As to the agreement contained in ordinance No.. 39,070, concerning the Puget Sound Electric Railway, commonly called the Tacoma Interurban, the ordinance recognizes a traffic agreement outstanding between the traction company and the interurban railway, recites that effective, regular and expeditious interurban train service is of advantage to the public, and gives the interurban the right, upon certain ex*54pressed terms and conditions, to a joint user with the city of certain of the tracks of the municipal street-railway system, specifically declaring it to be “granting a mere right to the railway to operate its cars over certain portions of said system.” The ordinance further provides:
“All payments required of the city hereunder shall be paid only out of the revenues of the municipal street railway system.”
We understand this is not a lease of any of the municipal street railways necessitating the calling for bids within the contemplation of ch. 137, Laws of 1917, p. 573. The agreement provided for by the ordinance does not divest the city of dominion over the property or even relieve it of the burden of maintenance and repairs. It is but a traffic agreement, the interurban railway company paying for “trackage rights” on a “car mile” basis.

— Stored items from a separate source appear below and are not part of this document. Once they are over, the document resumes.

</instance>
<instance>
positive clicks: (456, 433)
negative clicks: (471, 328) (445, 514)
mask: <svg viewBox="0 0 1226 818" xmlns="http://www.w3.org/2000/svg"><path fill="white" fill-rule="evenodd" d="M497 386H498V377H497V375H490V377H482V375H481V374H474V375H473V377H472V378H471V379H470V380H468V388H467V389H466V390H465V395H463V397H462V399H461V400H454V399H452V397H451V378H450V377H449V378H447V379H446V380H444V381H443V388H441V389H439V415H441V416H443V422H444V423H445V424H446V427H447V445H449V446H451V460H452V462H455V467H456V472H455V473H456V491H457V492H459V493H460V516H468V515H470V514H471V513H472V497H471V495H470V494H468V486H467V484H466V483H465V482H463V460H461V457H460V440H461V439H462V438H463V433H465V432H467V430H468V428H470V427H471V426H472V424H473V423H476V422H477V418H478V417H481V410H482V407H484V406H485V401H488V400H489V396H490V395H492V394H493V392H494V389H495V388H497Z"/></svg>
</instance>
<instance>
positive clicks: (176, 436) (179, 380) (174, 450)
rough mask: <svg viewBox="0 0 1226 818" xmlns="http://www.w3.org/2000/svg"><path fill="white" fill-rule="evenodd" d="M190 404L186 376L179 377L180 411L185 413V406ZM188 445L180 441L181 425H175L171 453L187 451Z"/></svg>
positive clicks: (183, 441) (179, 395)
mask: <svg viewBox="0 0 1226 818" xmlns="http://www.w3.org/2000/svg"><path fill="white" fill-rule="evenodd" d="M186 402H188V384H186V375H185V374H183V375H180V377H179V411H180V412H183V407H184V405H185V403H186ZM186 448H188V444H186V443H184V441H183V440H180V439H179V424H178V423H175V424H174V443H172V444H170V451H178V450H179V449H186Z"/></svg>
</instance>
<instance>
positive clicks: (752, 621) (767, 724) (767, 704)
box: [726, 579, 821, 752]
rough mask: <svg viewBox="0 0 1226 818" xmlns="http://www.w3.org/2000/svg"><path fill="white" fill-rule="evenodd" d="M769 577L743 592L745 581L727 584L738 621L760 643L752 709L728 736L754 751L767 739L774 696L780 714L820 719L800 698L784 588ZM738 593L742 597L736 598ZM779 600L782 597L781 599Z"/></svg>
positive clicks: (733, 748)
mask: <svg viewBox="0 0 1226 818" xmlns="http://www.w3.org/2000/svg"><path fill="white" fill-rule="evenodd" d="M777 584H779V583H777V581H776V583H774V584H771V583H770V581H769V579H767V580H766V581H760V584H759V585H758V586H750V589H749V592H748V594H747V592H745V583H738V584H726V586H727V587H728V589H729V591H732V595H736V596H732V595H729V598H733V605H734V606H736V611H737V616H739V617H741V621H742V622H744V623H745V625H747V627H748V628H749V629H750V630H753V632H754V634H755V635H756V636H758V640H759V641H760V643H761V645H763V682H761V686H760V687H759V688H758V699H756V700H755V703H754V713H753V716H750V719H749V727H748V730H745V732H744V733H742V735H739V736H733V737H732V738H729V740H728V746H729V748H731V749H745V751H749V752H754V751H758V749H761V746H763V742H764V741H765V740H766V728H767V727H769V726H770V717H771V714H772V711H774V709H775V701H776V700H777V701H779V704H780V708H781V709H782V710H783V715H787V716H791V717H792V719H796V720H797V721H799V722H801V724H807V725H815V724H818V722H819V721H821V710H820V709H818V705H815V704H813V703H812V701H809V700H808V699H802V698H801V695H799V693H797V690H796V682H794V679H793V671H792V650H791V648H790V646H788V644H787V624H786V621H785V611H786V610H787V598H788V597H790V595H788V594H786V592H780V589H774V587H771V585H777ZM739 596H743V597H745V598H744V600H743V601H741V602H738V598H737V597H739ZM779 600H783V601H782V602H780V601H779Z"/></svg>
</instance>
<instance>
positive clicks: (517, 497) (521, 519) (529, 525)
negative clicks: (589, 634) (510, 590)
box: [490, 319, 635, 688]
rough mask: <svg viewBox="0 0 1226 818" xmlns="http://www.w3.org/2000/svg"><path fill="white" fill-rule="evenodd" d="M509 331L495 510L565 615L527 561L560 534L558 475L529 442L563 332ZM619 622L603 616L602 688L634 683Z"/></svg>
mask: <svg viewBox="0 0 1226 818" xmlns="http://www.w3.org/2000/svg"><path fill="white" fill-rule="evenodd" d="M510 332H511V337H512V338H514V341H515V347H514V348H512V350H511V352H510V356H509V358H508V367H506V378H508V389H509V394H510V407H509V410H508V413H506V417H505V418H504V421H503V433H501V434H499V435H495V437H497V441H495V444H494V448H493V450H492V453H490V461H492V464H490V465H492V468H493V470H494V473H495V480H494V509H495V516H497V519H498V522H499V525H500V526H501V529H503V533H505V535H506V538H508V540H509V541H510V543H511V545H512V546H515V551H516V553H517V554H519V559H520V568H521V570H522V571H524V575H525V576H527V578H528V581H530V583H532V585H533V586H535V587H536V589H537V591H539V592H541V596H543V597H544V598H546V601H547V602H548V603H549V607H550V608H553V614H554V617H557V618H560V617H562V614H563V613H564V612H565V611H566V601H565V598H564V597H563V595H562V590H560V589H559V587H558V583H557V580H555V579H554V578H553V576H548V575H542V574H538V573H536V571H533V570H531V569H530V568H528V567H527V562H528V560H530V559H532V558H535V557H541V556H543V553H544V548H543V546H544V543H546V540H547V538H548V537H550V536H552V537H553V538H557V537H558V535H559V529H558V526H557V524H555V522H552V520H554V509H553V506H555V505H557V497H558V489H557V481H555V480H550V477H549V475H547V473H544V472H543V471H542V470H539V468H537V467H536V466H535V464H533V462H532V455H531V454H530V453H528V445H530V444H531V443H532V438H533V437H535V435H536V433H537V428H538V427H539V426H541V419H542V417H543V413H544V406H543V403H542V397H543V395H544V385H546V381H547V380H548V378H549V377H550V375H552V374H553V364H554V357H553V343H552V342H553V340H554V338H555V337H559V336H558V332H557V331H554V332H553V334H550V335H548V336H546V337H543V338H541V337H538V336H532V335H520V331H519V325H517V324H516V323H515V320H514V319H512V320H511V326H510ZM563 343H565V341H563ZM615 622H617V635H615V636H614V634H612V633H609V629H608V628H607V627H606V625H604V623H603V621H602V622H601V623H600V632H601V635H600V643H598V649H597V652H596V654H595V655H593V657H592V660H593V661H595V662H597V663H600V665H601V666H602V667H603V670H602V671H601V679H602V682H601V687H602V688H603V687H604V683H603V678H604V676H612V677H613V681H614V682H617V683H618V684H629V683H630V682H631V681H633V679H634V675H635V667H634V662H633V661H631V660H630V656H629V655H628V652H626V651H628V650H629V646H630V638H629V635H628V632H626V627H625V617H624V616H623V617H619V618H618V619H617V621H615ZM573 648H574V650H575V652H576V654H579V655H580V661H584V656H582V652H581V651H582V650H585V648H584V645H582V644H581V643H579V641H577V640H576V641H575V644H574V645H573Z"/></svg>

Ordinance No. 39,071, relating to the Everett interurban railway, is similar to the other and requires no other notice here.
All four of these ordinances are designed to accomplish the main purpose of the acquisition by the city of the traction company’s street railway property as an addition to, and extension of, the already existing municipally-owned street car system, according to the power and authority granted by the statutes and the city charter. All of the ordinances are closely interrelated, and each of the last three tie and refer to the plan or system ordinance No. 39,025 by containing specific reference thereto. We are satisfied the power of the city has been exercised in the manner provided by the law. That inquiry limits the province of the court.
*55It results that the judgment appealed from must he, and it is, affirmed.
Holcomb, Main, Fullerton, Tolman, Parker, and Mount, JJ., concur.